A teenager and her step-brothers are forced to move in with Grandma. They learn the true meaning of love, faith, and family through the strict rules she imposes, and devotion she displays as the extended family has its ups and downs.
“Grandma’s House” is owned by Mama Margie, a cell phone-snatching grandma who doesn’t mess around! She runs a foster home, strictly laying down the law—the Godly law—for her eye-rolling residents. Yet it’s soon apparent that Mama Margie’s love for “her kids” is a result of her love and devotion to Jesus. As soon as she snatches that cell phone or demands a modest change of clothes, she fervently prays for guidance to influence her kids. And when her grandchildren, including teenager Kimberley, suddenly come to stay, she uses both discipline and loving counsel to mature her granddaughter. Throughout the film, we see the inspiring effect she has on each resident.

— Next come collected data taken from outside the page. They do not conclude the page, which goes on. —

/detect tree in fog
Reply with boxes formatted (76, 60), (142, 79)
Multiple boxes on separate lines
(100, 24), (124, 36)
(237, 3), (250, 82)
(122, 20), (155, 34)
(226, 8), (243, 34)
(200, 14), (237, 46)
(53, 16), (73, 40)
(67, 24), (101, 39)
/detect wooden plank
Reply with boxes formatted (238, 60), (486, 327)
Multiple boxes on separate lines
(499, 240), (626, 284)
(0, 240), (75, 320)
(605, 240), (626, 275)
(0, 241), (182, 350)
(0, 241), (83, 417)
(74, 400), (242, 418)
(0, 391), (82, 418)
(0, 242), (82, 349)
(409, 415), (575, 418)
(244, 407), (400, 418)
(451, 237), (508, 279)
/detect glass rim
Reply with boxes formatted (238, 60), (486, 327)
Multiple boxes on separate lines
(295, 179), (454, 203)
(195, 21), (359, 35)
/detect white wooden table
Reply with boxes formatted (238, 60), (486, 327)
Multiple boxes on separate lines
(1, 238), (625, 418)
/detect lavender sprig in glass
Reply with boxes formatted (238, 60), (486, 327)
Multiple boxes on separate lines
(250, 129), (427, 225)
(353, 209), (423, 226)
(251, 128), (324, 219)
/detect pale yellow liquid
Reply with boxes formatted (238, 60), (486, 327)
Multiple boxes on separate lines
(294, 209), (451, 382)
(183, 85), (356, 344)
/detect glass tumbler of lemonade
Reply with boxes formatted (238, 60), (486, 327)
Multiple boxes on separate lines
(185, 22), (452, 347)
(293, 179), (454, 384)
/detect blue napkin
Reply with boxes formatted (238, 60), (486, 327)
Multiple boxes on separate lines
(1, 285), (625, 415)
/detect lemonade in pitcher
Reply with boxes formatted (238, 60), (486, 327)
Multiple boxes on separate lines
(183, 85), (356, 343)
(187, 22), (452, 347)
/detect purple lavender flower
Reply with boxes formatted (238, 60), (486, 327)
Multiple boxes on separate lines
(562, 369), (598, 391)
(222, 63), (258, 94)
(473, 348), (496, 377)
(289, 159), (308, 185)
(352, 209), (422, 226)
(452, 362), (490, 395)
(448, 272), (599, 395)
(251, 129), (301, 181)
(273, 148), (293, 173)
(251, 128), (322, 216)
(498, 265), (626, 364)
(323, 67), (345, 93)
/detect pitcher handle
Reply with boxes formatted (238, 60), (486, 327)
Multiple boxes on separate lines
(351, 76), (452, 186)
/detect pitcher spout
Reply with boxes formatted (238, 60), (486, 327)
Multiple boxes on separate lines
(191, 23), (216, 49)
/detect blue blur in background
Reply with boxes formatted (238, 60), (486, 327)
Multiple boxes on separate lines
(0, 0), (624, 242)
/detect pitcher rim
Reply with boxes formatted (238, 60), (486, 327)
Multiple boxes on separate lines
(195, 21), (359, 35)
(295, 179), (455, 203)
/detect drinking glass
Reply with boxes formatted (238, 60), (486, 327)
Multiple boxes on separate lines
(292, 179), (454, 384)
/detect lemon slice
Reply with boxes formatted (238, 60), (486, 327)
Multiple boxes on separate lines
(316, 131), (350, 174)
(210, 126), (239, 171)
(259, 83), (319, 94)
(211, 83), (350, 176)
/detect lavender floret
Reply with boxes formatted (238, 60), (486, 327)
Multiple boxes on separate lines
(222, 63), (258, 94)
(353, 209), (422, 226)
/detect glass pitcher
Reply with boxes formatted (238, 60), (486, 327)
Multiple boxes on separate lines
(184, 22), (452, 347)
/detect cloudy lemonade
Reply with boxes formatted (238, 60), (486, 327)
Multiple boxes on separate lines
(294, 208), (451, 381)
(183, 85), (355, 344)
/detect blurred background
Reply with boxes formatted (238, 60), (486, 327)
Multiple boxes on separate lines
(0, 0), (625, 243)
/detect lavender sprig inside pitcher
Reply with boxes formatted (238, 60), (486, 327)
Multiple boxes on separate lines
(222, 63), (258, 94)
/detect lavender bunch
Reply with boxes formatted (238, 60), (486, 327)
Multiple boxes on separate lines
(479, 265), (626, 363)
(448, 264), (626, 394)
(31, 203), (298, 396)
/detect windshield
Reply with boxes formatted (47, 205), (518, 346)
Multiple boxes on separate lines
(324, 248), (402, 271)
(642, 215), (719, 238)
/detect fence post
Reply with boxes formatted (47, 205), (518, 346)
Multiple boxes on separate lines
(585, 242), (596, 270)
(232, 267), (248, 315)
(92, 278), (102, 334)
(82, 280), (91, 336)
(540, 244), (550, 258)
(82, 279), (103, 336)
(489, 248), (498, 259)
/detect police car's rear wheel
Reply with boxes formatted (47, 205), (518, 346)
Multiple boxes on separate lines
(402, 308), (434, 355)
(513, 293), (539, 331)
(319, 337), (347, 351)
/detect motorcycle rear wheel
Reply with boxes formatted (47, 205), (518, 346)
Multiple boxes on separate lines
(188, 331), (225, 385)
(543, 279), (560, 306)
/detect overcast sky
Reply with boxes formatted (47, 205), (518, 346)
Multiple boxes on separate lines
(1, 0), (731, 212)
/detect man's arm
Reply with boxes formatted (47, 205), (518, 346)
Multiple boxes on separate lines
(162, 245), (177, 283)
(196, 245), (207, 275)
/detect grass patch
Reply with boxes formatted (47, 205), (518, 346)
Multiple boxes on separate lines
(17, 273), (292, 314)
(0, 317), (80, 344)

Due to some lifelike situations involving alcohol, drugs, guns and physical fighting, this is a film intended for older audiences, teens and up. However the dark scenes are created in a relatively benign way, focusing on a message of hope intended for the teen audience. Mama Margie certainly can make her point, such as when, in a moment that could cause teen death, she confronts Kimberley’s boyfriend, “Are you trying to have sex with my granddaughter? Because her body’s a temple and she’s savin’ it for Jesus!” This well-acted film does have some structural weaknesses, ie. unfleshed-out substories, but it has its share of comedy and tragedy and proves to be a weapon against the cultural lies which injure so many young people.